Thursday, October 06, 2005

A moment of silence, please.


Ok, so it's taken me a week to get around to this, but RIP Michael Vaughn. And screw you, Bennifer Affleck-- not only did you have him killed off just because your boyfriend didn't like you working with your ex, you had him riddled with machine gun bullets and then couldn't even work up some tears at his death bed or at his funeral. That's cold, Jen. Cold. I mean, I'm not a fanatic or anything, but the thought of watching a bloated Sydney Bristow trot around in flats all season, sans Vartan, just doesn't really appeal. Alias is dead to me. Time to heal and move on.

Some new contenders for my TV love this season:


Prison Break

Hot guys behind bars.

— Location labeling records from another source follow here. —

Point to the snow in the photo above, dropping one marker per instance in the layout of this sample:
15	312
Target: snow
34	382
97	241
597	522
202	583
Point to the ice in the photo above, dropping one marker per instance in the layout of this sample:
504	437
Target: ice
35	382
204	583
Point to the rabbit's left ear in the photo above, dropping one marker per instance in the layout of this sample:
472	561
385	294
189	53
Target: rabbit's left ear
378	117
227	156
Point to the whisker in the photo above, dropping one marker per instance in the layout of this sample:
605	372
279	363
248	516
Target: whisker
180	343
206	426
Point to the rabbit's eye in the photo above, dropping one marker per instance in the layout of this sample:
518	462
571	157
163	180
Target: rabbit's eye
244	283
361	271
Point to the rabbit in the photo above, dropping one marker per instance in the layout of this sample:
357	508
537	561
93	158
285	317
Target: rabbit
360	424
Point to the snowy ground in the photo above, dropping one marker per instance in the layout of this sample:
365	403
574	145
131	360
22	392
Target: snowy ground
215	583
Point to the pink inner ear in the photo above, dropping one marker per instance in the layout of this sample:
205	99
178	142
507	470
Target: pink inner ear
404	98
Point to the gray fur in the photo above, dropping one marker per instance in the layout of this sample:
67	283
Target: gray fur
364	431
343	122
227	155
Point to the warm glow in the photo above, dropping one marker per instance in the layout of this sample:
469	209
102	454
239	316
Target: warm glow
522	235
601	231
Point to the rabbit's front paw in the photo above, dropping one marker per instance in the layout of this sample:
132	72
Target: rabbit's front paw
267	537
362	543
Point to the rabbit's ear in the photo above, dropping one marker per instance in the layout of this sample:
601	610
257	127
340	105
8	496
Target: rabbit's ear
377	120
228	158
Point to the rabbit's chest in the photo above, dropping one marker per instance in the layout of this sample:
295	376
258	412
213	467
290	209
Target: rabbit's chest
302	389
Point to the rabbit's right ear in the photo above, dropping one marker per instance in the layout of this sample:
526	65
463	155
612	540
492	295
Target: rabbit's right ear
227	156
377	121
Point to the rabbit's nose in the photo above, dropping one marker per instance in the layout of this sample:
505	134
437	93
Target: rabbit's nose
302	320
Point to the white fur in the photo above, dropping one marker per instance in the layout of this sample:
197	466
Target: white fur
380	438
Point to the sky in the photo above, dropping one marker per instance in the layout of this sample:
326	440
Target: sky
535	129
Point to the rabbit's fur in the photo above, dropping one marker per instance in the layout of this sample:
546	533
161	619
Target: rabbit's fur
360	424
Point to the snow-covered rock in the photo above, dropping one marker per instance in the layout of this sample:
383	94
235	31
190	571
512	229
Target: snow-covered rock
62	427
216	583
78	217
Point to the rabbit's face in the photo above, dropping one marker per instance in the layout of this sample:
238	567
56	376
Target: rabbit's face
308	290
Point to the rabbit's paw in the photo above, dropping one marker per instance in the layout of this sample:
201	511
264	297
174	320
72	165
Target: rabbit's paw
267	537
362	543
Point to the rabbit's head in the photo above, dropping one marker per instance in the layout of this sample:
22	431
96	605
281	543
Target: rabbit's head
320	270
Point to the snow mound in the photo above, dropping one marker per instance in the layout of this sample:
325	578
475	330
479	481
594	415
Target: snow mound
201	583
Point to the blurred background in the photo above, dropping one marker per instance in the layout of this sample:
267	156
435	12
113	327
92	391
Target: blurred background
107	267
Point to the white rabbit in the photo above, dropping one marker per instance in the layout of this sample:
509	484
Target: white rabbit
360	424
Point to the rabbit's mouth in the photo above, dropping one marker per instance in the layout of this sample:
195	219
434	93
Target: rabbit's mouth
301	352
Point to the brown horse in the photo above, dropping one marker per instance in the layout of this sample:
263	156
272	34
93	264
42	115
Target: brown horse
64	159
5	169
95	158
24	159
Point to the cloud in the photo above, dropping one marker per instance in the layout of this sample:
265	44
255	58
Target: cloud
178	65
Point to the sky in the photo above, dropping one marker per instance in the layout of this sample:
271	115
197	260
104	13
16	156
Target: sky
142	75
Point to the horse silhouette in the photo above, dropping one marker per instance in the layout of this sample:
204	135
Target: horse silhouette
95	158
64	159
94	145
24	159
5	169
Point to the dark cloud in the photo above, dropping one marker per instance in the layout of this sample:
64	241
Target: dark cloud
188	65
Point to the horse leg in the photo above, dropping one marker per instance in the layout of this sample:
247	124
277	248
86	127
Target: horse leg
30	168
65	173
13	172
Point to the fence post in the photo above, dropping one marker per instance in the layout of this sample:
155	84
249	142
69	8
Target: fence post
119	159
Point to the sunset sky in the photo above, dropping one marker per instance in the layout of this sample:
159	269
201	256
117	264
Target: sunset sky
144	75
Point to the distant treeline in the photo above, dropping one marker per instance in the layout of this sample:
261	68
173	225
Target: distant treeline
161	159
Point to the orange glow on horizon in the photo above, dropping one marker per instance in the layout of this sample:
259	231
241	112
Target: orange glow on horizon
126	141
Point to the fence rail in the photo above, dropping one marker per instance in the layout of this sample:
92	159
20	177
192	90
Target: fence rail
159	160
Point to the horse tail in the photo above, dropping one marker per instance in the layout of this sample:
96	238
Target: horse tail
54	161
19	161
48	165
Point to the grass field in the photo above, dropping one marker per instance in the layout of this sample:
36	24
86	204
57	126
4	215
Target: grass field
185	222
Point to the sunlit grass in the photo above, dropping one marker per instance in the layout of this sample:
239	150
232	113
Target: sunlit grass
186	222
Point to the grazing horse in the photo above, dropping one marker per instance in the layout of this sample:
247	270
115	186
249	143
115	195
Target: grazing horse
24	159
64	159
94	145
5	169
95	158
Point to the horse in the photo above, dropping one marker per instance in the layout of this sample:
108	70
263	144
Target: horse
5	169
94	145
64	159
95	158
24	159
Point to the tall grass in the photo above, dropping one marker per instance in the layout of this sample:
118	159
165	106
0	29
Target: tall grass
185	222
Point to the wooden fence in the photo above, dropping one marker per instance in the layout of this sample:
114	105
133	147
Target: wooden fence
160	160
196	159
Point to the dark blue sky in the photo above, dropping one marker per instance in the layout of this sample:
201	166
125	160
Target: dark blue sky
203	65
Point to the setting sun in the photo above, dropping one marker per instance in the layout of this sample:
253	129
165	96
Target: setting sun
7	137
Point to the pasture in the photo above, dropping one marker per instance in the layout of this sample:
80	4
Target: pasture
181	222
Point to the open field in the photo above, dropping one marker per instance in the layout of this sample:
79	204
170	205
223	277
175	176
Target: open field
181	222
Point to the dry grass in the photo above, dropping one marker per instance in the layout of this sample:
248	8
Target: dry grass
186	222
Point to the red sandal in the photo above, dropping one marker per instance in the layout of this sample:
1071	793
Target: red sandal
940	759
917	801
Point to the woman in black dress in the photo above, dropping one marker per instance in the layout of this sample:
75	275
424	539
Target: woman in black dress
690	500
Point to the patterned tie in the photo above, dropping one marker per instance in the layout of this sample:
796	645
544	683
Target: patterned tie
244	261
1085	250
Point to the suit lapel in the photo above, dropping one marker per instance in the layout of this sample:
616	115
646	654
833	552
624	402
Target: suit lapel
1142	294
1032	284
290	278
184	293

Well, only one hot guy, really, but he's extremely hot, so that makes up for it. Granted, his romantic interest is a 300 pound guy named Candy*, but still. Hot.




Kitchen Confidential

The triple threat of hotness:

Bradley Cooper- the hottie whose hotness was never fully realized because he was living under the shadow of Michael Vartan on Alias for so long. Spread your wings and fly, B.

British fuck-all hottie (Owain Yeoman) - This is the guys that my girlfriends and I are looking for when we go out on the town on clean sheet night. In case you were wondering.

Asian hottie (John Cho) - Ok, so Cho is not particularly hot, especially in this cast of heavyweights but after Harold and Kumar I kinda have a soft spot for him. Update: Since the original draft of this post, Cho has disappeared from the show. Not sure what happened here, but the Asian nation should rally to bring him back. There are already very few Asians on primetime, in fact I can't think of one. Bullshit, really.



Add to that Entourage, which I have to watch on DVD because my free cable doesn't come with HBO. Entourage is my replacement for Sex and the City, now that SATC is RIP. It's basically the same thing- people with a lot more money than me living a glamorous lifestyle that I could never hope to attain. Just replace the rubber dildos with a Jewish dildo (Jeremy Piven), and there you are.

So there you go. See, Alias, I never really needed you anyway. Plenty of other fish in the sea.

* I kid about Candy, but he does have to do a fair amount of cock blocking, if you know what I mean.

4 Comments:

At 3:19 PM, Blogger stefbot said...

You watch too much TV, kid.

 
At 4:33 PM, Blogger Jess said...

Um, whatever little miss sit and watch 6 hours of Spongebob Squarepants in one sitting...

Besides, TV is good for you. It raised me, and look how good I turned out!

 
At 11:30 AM, Anonymous Anonymous said...

and the sad thing is, is that one out of the 3 shows you mentioned may be RIP. There are rumors that Fox may ax both KC and Arrested Development--rest of their season would appear on DVD with "lost episodes". John Cho may have feared this and bailed to go and finish the sequel to Harold and Kumar which in fact is a reality. Forget who told me this little tidbit but they said they were in Amsterdam wither now or recently putting the finishing touches on this masterpiece.

 
At 4:54 PM, Blogger Jess said...

mab- I can't believe they would cancel Arrested Development. Isn't it one of their most popular shows? Doesn't it win tons of Emmy's, or whatever the hell it is that TV shows win? Charlize Theron was just on the show, ferchrissakes.